Today, the same principle is enabling surgeons in a variety of professions to enhance results and minimise the risk of problems caused by technical inadequacies. The application of navigation technology in the field of knee and hip replacement surgery has improved the already excellent outcomes of this procedure.

Mechanical engineering and medical expertise are used in joint replacement surgery. The most crucial part of the knee and hip joint replacement surgery is restoring the leg’s mechanical alignment. During surgery, the surgeon analyses the angle of deformity, the wear of the joint surfaces, the size of damaged or diseased bones, and the state of the ligaments that provide joint stability. Until recently, the surgeon had to perform everything manually, with human error occasionally seeping in. If there is an imbalance in the positioning of the prosthetic joint components, they will wear out faster and fail sooner. Today, a well-done complete knee replacement with a high-quality prosthesis should last at least 12 to 15 years. The accuracy with which prosthetics are placed is likely to improve the results even further. Until this technology was available, surgeons had to rely on their psychomotor abilities, mechanical equipment, and their own judgement to insert prosthetic joint components.
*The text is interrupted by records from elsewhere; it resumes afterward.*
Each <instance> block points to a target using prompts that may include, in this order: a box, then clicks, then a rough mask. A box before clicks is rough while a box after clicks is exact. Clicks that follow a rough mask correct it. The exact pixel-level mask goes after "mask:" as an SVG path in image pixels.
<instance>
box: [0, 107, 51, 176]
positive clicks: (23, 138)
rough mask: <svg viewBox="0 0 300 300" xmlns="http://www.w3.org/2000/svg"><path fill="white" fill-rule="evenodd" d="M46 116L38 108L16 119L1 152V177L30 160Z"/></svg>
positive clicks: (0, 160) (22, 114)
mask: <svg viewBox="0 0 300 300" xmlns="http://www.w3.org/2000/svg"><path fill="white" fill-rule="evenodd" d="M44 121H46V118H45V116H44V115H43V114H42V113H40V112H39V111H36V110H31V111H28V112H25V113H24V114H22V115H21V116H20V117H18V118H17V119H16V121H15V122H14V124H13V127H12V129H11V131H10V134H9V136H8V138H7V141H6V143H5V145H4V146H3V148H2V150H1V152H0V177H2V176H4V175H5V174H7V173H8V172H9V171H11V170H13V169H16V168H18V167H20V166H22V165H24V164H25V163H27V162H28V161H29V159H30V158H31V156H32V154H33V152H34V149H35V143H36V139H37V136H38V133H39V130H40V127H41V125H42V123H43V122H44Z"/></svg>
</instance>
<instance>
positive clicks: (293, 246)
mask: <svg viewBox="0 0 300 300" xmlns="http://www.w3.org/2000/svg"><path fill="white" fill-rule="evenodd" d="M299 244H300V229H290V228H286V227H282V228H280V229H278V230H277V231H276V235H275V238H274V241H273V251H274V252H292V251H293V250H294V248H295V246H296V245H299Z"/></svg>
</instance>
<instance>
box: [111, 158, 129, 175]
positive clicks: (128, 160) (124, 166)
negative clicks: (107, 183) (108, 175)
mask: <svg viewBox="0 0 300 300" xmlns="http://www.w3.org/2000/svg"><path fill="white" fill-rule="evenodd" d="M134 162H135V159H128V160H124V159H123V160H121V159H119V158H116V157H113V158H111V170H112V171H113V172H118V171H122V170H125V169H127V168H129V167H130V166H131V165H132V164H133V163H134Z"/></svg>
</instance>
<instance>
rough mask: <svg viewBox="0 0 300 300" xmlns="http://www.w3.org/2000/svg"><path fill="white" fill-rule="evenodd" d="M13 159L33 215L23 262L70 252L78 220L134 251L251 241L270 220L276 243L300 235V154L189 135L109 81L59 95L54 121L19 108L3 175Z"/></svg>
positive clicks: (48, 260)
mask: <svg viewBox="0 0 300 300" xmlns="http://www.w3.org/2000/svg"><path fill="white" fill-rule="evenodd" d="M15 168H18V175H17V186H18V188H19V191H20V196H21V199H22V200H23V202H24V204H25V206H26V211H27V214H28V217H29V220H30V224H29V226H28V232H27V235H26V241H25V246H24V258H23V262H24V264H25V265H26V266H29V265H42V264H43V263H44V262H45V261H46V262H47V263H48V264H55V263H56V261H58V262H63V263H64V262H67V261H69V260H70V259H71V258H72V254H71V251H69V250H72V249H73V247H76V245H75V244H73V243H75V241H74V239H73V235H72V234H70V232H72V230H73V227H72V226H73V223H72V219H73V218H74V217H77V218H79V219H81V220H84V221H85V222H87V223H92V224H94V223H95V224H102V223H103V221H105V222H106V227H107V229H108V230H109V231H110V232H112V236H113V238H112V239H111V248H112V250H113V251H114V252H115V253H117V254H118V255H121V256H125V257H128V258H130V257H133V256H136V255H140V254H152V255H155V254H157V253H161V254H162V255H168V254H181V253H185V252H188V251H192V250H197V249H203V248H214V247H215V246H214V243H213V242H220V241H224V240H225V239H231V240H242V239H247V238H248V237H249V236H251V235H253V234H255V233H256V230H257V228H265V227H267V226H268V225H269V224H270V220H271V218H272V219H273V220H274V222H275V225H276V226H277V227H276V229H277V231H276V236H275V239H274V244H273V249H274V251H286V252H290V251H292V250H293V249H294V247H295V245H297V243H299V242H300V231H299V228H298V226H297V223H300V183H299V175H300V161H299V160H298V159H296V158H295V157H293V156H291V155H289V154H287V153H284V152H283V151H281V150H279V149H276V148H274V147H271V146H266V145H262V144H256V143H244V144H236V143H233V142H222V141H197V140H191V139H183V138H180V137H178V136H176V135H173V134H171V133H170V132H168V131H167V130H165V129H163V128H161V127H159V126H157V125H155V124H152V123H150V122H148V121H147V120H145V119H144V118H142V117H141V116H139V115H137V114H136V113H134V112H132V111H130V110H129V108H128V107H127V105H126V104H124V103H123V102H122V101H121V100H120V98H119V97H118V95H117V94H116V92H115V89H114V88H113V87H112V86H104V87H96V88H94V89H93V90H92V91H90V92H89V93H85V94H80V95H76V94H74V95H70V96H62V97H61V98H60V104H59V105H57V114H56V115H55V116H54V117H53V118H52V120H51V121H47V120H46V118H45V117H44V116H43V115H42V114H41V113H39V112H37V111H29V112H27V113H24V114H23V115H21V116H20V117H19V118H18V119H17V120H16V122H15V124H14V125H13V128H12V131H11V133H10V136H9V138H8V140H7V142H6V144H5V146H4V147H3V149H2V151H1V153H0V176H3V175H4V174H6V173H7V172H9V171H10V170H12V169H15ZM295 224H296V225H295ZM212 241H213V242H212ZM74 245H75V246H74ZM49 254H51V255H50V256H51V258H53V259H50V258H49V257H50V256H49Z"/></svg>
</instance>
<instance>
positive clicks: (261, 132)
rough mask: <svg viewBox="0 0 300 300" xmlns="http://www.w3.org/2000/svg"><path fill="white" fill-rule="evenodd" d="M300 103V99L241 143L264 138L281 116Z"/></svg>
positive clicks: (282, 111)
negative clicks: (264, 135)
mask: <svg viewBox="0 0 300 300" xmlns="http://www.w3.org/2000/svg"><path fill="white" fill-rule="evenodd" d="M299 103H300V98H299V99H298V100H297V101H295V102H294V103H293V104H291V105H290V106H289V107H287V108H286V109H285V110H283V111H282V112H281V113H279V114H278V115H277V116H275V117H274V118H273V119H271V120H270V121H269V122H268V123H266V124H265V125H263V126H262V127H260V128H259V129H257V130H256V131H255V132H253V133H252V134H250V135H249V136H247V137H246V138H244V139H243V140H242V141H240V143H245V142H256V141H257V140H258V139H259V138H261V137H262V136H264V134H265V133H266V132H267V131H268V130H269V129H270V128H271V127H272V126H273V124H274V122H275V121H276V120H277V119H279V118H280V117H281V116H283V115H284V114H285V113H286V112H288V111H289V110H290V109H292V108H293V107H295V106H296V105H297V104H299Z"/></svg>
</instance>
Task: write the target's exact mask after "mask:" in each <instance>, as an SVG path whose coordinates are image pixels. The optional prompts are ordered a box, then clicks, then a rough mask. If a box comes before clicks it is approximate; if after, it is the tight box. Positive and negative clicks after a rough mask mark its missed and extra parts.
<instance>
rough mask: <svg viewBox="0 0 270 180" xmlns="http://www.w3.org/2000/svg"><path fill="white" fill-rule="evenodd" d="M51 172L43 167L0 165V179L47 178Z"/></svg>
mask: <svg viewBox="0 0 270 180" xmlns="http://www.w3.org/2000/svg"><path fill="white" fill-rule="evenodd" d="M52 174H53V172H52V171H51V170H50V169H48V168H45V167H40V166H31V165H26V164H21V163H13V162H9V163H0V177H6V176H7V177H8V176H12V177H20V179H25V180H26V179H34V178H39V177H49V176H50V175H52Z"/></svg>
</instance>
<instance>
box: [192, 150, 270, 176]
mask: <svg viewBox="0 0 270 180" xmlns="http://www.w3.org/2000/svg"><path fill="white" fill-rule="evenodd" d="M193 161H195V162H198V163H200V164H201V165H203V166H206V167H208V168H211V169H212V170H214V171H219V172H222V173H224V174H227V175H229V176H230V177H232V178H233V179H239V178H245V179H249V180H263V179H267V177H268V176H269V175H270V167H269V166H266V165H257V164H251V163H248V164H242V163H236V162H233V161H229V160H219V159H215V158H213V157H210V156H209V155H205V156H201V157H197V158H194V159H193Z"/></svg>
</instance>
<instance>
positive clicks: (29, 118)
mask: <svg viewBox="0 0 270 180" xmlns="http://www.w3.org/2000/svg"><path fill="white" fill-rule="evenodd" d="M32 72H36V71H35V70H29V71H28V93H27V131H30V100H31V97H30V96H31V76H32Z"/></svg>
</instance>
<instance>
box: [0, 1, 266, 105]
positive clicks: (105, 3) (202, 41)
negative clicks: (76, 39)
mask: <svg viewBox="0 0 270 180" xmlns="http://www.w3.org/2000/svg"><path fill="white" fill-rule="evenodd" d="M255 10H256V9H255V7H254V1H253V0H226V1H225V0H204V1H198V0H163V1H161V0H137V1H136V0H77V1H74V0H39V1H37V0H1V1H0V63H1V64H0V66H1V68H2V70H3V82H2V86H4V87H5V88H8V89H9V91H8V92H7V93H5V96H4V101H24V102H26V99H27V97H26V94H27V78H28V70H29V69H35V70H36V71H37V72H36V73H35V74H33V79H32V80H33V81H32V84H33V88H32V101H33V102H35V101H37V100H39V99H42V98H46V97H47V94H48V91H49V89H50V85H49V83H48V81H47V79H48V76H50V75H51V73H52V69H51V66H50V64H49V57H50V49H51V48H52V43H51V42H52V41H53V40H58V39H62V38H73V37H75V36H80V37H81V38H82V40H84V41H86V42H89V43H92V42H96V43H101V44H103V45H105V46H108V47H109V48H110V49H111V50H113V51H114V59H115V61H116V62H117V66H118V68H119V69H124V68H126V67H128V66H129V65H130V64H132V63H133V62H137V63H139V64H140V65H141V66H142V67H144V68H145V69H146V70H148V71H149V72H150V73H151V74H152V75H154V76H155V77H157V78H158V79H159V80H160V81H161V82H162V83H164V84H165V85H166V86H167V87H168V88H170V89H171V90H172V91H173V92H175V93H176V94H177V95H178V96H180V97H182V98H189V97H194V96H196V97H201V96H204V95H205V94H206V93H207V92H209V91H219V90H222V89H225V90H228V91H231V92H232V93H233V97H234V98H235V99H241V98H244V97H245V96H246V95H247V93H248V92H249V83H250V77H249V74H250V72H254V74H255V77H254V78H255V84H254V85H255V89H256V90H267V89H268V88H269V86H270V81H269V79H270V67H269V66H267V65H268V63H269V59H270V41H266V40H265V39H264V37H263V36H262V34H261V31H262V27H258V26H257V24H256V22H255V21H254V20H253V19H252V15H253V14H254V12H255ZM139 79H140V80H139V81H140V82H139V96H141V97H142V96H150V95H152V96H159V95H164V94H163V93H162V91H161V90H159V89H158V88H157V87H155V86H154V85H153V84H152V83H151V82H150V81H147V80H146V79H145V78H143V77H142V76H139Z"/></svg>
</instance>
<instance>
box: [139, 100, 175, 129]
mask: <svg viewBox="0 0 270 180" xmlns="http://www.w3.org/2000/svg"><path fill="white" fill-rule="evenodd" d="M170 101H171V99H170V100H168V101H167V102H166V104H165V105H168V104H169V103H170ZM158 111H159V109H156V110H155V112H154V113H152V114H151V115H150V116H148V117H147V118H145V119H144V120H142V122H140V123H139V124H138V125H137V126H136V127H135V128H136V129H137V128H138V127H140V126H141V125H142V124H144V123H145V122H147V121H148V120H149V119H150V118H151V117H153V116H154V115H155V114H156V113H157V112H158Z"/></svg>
Because it directs the surgeon through all of the procedures of surgery and even points out faults before they happen, the computer-guided method is also known as ‘Navigation.’ It functions in the same way as a satellite does, detecting signals from automobiles, boats, and other vehicles fitted with tracking systems. As the surgeon moves a device into the patient’s joint, the infrared camera determines its position, much like a GPS satellite, and then sends the information to a computer in the operating room. The computer then displays the instrument’s direction and position.

The computer directs the route of the instruments so that the part is installed in the best possible place. It also aids in the adjustment of ligament tension, which is critical for achieving a stable joint with a wide range of motion. It consists of a computer console, a touch screen display, and a handful of infrared cameras that track the leg’s and components’ positions. Dedicated tools with reflective trackers are used to register anatomical landmarks and provide data to the computer during surgery. The computer creates a bone model that helps the surgeon through practically every stage of the procedure. The steps’ precision has been enhanced to 0.5 degrees and one millimetre.

Aside from enhancing the precision of bone cuts, the computer also aids in the restoration of soft tissue balance, which is essential for achieving the desired outcomes.

The application of such technology provides a number of additional advantages. The surgical cut may be kept small with a smaller incision and restricted soft tissue dissection since the computer controls the exact bone cuts. Today, the majority of advancements in the area of joint replacement surgery are in what is known as “minimally invasive surgery” (MIS). Knee and hip replacement in nonobese people may now be done via a 10- to 12-centimeter incision. Techniques have emerged that reduce or totally eliminate muscle injury, allowing patients to recover faster after surgery. Patients can stand and walk as early as the third day following surgery and can be released from the hospital as soon as the fifth day. The minimally invasive operation is made even easier with computer-assisted navigation.